Home and away: a new type of tourism?

Michael White rediscovers a forgotten part of his home city and asks: what else he is missing on his doorstep?
  
  


Michael White rediscovers a forgotten part of his home city and asks: what else he is missing on his doorstep?


One of the pathways on Hampstead Heath,
a 791-acre green space in London.
Photograph: David Levene/Guardian
I think I may have stumbled on a new (and very eco-friendly) form of tourism. You pack and leave home, then stay somewhere else in your own city, town or neighbourhood in order to catch up on all the nearby places you always meant to visit.

They're not far away, but you never quite do it. For instance, I see the London Eye every working day and pass it on the way to events on South Bank. I keep meaning to give it a go, but it's too busy, I'm too busy or the weather is not quite perfect.

I imagine you have similar places. Visitors tell you it's lovely and you look shifty and say ''I've not been there recently.'' They look amazed and you promise yourself you'll go. I grew up in Cornwall and didn't visit Land's End until I was 17. I've still never been to Lanhydrock, one of Cornwall's best Elizabethan houses (so they say).

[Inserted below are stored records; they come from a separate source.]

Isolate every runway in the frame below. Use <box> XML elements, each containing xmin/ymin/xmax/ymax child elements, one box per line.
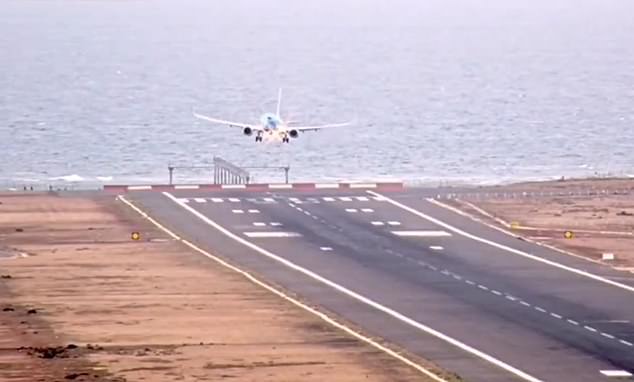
<box><xmin>126</xmin><ymin>188</ymin><xmax>634</xmax><ymax>382</ymax></box>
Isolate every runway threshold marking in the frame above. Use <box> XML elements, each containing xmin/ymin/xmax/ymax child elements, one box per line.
<box><xmin>161</xmin><ymin>191</ymin><xmax>543</xmax><ymax>382</ymax></box>
<box><xmin>117</xmin><ymin>195</ymin><xmax>449</xmax><ymax>382</ymax></box>
<box><xmin>368</xmin><ymin>192</ymin><xmax>634</xmax><ymax>294</ymax></box>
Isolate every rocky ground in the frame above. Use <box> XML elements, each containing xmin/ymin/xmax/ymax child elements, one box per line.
<box><xmin>448</xmin><ymin>177</ymin><xmax>634</xmax><ymax>270</ymax></box>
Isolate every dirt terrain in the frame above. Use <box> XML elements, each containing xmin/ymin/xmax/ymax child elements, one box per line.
<box><xmin>0</xmin><ymin>193</ymin><xmax>450</xmax><ymax>382</ymax></box>
<box><xmin>450</xmin><ymin>177</ymin><xmax>634</xmax><ymax>269</ymax></box>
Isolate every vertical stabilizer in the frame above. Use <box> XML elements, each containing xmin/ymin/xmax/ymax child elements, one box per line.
<box><xmin>276</xmin><ymin>88</ymin><xmax>283</xmax><ymax>117</ymax></box>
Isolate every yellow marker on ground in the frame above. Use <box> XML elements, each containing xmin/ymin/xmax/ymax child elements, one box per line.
<box><xmin>131</xmin><ymin>232</ymin><xmax>141</xmax><ymax>241</ymax></box>
<box><xmin>564</xmin><ymin>231</ymin><xmax>574</xmax><ymax>239</ymax></box>
<box><xmin>510</xmin><ymin>222</ymin><xmax>520</xmax><ymax>229</ymax></box>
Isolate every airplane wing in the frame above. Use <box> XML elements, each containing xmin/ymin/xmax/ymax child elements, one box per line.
<box><xmin>193</xmin><ymin>111</ymin><xmax>260</xmax><ymax>130</ymax></box>
<box><xmin>291</xmin><ymin>121</ymin><xmax>354</xmax><ymax>132</ymax></box>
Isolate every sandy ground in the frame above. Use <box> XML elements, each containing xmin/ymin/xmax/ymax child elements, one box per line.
<box><xmin>0</xmin><ymin>193</ymin><xmax>452</xmax><ymax>382</ymax></box>
<box><xmin>449</xmin><ymin>178</ymin><xmax>634</xmax><ymax>269</ymax></box>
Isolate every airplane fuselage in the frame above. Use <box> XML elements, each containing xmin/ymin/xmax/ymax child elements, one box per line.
<box><xmin>260</xmin><ymin>113</ymin><xmax>283</xmax><ymax>131</ymax></box>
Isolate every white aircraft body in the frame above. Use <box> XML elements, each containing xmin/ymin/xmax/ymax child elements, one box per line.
<box><xmin>193</xmin><ymin>89</ymin><xmax>353</xmax><ymax>143</ymax></box>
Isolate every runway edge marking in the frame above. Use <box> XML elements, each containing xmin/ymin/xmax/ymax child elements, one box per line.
<box><xmin>159</xmin><ymin>191</ymin><xmax>542</xmax><ymax>382</ymax></box>
<box><xmin>116</xmin><ymin>194</ymin><xmax>449</xmax><ymax>382</ymax></box>
<box><xmin>430</xmin><ymin>198</ymin><xmax>610</xmax><ymax>267</ymax></box>
<box><xmin>368</xmin><ymin>191</ymin><xmax>634</xmax><ymax>294</ymax></box>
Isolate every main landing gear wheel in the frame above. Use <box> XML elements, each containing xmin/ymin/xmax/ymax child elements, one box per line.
<box><xmin>255</xmin><ymin>136</ymin><xmax>262</xmax><ymax>142</ymax></box>
<box><xmin>282</xmin><ymin>137</ymin><xmax>289</xmax><ymax>143</ymax></box>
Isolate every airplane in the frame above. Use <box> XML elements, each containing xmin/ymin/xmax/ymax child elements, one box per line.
<box><xmin>193</xmin><ymin>89</ymin><xmax>354</xmax><ymax>143</ymax></box>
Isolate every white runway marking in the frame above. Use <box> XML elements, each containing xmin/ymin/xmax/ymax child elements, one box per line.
<box><xmin>345</xmin><ymin>208</ymin><xmax>358</xmax><ymax>213</ymax></box>
<box><xmin>392</xmin><ymin>230</ymin><xmax>452</xmax><ymax>237</ymax></box>
<box><xmin>128</xmin><ymin>185</ymin><xmax>152</xmax><ymax>190</ymax></box>
<box><xmin>176</xmin><ymin>198</ymin><xmax>189</xmax><ymax>203</ymax></box>
<box><xmin>430</xmin><ymin>246</ymin><xmax>444</xmax><ymax>250</ymax></box>
<box><xmin>119</xmin><ymin>196</ymin><xmax>450</xmax><ymax>382</ymax></box>
<box><xmin>371</xmin><ymin>221</ymin><xmax>385</xmax><ymax>226</ymax></box>
<box><xmin>194</xmin><ymin>198</ymin><xmax>207</xmax><ymax>203</ymax></box>
<box><xmin>248</xmin><ymin>209</ymin><xmax>260</xmax><ymax>214</ymax></box>
<box><xmin>320</xmin><ymin>247</ymin><xmax>333</xmax><ymax>251</ymax></box>
<box><xmin>270</xmin><ymin>222</ymin><xmax>283</xmax><ymax>227</ymax></box>
<box><xmin>162</xmin><ymin>191</ymin><xmax>542</xmax><ymax>382</ymax></box>
<box><xmin>387</xmin><ymin>244</ymin><xmax>634</xmax><ymax>350</ymax></box>
<box><xmin>387</xmin><ymin>221</ymin><xmax>401</xmax><ymax>226</ymax></box>
<box><xmin>379</xmin><ymin>193</ymin><xmax>634</xmax><ymax>294</ymax></box>
<box><xmin>252</xmin><ymin>222</ymin><xmax>266</xmax><ymax>227</ymax></box>
<box><xmin>600</xmin><ymin>370</ymin><xmax>633</xmax><ymax>377</ymax></box>
<box><xmin>263</xmin><ymin>197</ymin><xmax>276</xmax><ymax>203</ymax></box>
<box><xmin>228</xmin><ymin>198</ymin><xmax>241</xmax><ymax>203</ymax></box>
<box><xmin>232</xmin><ymin>209</ymin><xmax>244</xmax><ymax>214</ymax></box>
<box><xmin>339</xmin><ymin>197</ymin><xmax>353</xmax><ymax>202</ymax></box>
<box><xmin>361</xmin><ymin>208</ymin><xmax>374</xmax><ymax>213</ymax></box>
<box><xmin>356</xmin><ymin>196</ymin><xmax>370</xmax><ymax>201</ymax></box>
<box><xmin>222</xmin><ymin>184</ymin><xmax>246</xmax><ymax>189</ymax></box>
<box><xmin>243</xmin><ymin>232</ymin><xmax>301</xmax><ymax>238</ymax></box>
<box><xmin>323</xmin><ymin>197</ymin><xmax>336</xmax><ymax>202</ymax></box>
<box><xmin>210</xmin><ymin>198</ymin><xmax>223</xmax><ymax>203</ymax></box>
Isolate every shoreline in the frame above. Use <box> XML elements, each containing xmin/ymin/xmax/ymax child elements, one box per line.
<box><xmin>2</xmin><ymin>173</ymin><xmax>634</xmax><ymax>192</ymax></box>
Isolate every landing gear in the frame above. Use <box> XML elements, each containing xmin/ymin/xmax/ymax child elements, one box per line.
<box><xmin>282</xmin><ymin>137</ymin><xmax>289</xmax><ymax>143</ymax></box>
<box><xmin>255</xmin><ymin>135</ymin><xmax>263</xmax><ymax>142</ymax></box>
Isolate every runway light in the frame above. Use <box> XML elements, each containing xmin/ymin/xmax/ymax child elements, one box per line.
<box><xmin>564</xmin><ymin>231</ymin><xmax>574</xmax><ymax>239</ymax></box>
<box><xmin>131</xmin><ymin>232</ymin><xmax>141</xmax><ymax>241</ymax></box>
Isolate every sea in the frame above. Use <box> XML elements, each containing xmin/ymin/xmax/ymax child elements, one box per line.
<box><xmin>2</xmin><ymin>0</ymin><xmax>634</xmax><ymax>188</ymax></box>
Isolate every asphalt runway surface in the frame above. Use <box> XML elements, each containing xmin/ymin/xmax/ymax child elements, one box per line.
<box><xmin>127</xmin><ymin>188</ymin><xmax>634</xmax><ymax>382</ymax></box>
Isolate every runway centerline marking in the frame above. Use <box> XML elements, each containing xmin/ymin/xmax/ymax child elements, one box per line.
<box><xmin>243</xmin><ymin>232</ymin><xmax>301</xmax><ymax>238</ymax></box>
<box><xmin>392</xmin><ymin>230</ymin><xmax>451</xmax><ymax>237</ymax></box>
<box><xmin>369</xmin><ymin>191</ymin><xmax>634</xmax><ymax>294</ymax></box>
<box><xmin>117</xmin><ymin>195</ymin><xmax>448</xmax><ymax>382</ymax></box>
<box><xmin>387</xmin><ymin>248</ymin><xmax>633</xmax><ymax>350</ymax></box>
<box><xmin>162</xmin><ymin>191</ymin><xmax>543</xmax><ymax>382</ymax></box>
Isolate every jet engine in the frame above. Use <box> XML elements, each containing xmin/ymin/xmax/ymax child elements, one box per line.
<box><xmin>289</xmin><ymin>129</ymin><xmax>299</xmax><ymax>138</ymax></box>
<box><xmin>243</xmin><ymin>127</ymin><xmax>253</xmax><ymax>136</ymax></box>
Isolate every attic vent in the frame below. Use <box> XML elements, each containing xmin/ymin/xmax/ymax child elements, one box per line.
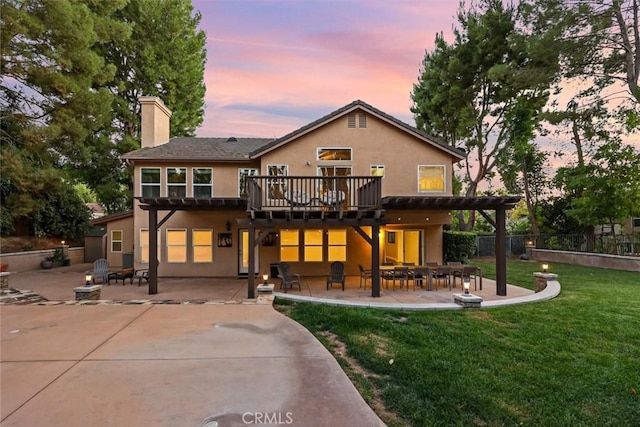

As west Londoners, my wife and I recently happened upon the chance to stay in an empty flat in Hampstead, four miles north of central London. London NW3 was always a little above our pay grade (though I used to have a girlfriend whose student hostel was off Rosslyn Hill if that counts).

And so we packed a suitcase, sleeping bags included, and made our wary way up the Northern Line like foreigners newly arrived at Heathrow. I can't remember the last time I pottered round Hampstead, let alone walked the Heath or went to the Everyman cinema where I used to see arty films as a student.

Was it a success? Yes, of course. We tramped around handsome, villagey streets such as Lower Terrace and Upper Terrace behind Heath St which I don't think I'd seen before. We ate in a gastropub and an old-fashioned Greek restaurant and dipped into a few twee shops.

They all seemed emptier than we expected. Were the locals at their country cottages or had many of them been out-priced, we wondered? The neighbourhood famous for housing the liberal intelligentsia for several centuries, has of course suffered the fate of all such vaguely Bohemian corners and been colonised by bankers and the like.

The Heath looked pretty good, though we didn't spend enough time on it, let alone walk as far as Kenwood House and check out the free picture collection again. But we did inspect 300 years of posh property, including Fenton House (1696), one of those grand houses built when Hampstead was still a village. Bequeathed to the National Trust after World War II it and its rigorously-ordered gardens remain a lovely oasis - and one I'd not seen before. Nor Keats' House way down the Hill below the Heath, the place where the poet lived in 1818-20, fell in love with Fanny Brawne and wrote a lot of his best stuff.

En route between the two we stumbled on 2, Willow Rd, also a National Trust property, which you may not know as the modernist block which Erno Goldfinger designed in 1938 and lived in with his family until his death in 1987. Constructed in pre-cast concrete (he was keen on the stuff) and faced in brick, it was always controversial.

Four centuries of housing and home again on the North London line in half an hour. It was pretty good stuff and we resolved to try harder to crack this house-swapping lark which has always eluded us. We plan to start in London ... or at least the bits of it we don't know well enough. Any suggestions?